On 10th March 2001, HRH Prince Andrew is alleged to have met and been photographed with a lady who has accused the Prince of sexual misconduct.
In a BBC interview, Prince Andrew throws ridicule on that suggestion and throws up two interesting observations in an attempt to establish an alibi:
“On that particular day that we now understand is the date, which is 10th March, I was at home, I was with the children and I’d taken Beatrice to a Pizza Express in Woking for a party at I suppose sort of four or five in the afternoon.
“…and then because the duchess was away, we have a simple rule in the family that when one is away the other one is there.”
Understandably, a member of the Royal Family may well remember a trip to Pizza Express, usual for the rest of us, but perhaps not a typical dining arrangement for the privileged few.
Does this stack up as an alibi?
In law, an alibi is defined as follows:
“…evidence tending to show that by reason of the presence of an accused at a particular place or in a particular area at a particular time he was not, or was unlikely to have been, at the place where the offence is alleged to have been committed at the time of its alleged commission.”
The fundamental problem with Prince Andrew’s account is that this alibi can only recover what must have been a relatively short period of time, the journey to and from the restaurant (about 40 mins each way assuming the Prince was at his Windsor home) and time at the party itself (imagine 2 hours), so in total may be no more than 4 hours or so.
Unless the timing of the allegation is such that it corresponds precisely with the time Prince Andrew claims to have been in Woking this alibi will be evidentially of little significance.
The next part of his account is also an alibi and amounts to a not unreasonable claim that he was at home (presumably looking out for the children, although he neglects to say this) because his wife was away.
Again, as a starting point, this is not at all unreasonable, but we have a direct contradiction of accounts and a photograph which has not been established to be anything other than genuine at the moment.
This clash of accounts would need to be tested by a jury in a criminal trial.
In short, mere assertions of alibi tend to be almost worthless.

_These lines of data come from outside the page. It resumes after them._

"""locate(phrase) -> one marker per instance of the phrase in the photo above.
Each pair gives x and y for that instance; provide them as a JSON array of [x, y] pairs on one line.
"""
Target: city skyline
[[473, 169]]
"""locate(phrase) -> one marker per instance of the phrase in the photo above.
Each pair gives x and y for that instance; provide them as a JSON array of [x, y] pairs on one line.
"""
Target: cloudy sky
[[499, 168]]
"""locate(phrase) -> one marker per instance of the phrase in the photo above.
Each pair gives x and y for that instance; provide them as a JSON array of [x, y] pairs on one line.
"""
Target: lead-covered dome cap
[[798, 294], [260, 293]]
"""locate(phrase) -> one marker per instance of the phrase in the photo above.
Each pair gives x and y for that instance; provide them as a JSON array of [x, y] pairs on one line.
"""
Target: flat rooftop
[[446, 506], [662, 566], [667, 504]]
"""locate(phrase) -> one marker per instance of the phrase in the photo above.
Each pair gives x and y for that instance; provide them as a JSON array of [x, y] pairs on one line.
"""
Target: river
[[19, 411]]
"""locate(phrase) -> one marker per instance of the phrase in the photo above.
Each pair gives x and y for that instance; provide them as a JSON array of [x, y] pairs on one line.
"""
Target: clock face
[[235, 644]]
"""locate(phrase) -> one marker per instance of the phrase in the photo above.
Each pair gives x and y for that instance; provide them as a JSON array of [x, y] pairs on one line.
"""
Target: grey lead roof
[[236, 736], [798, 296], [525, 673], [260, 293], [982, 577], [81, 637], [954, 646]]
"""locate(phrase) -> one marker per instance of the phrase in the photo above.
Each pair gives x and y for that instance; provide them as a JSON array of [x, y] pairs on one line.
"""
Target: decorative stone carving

A robust defence strategy would nail down the times, and look for corroborative evidence. A prosecutor might easily find numerous occasions where both family members are away and ask about childcare arrangements – it is by no means unusual for members of the Royal Family to employ staff to look after children.
Regrettably for the Prince, his TV interview established nothing over and above a bare denial, which he had already given. Indeed it appears that other aspects of his account are already being challenged – incapable of sweating and not one to hug.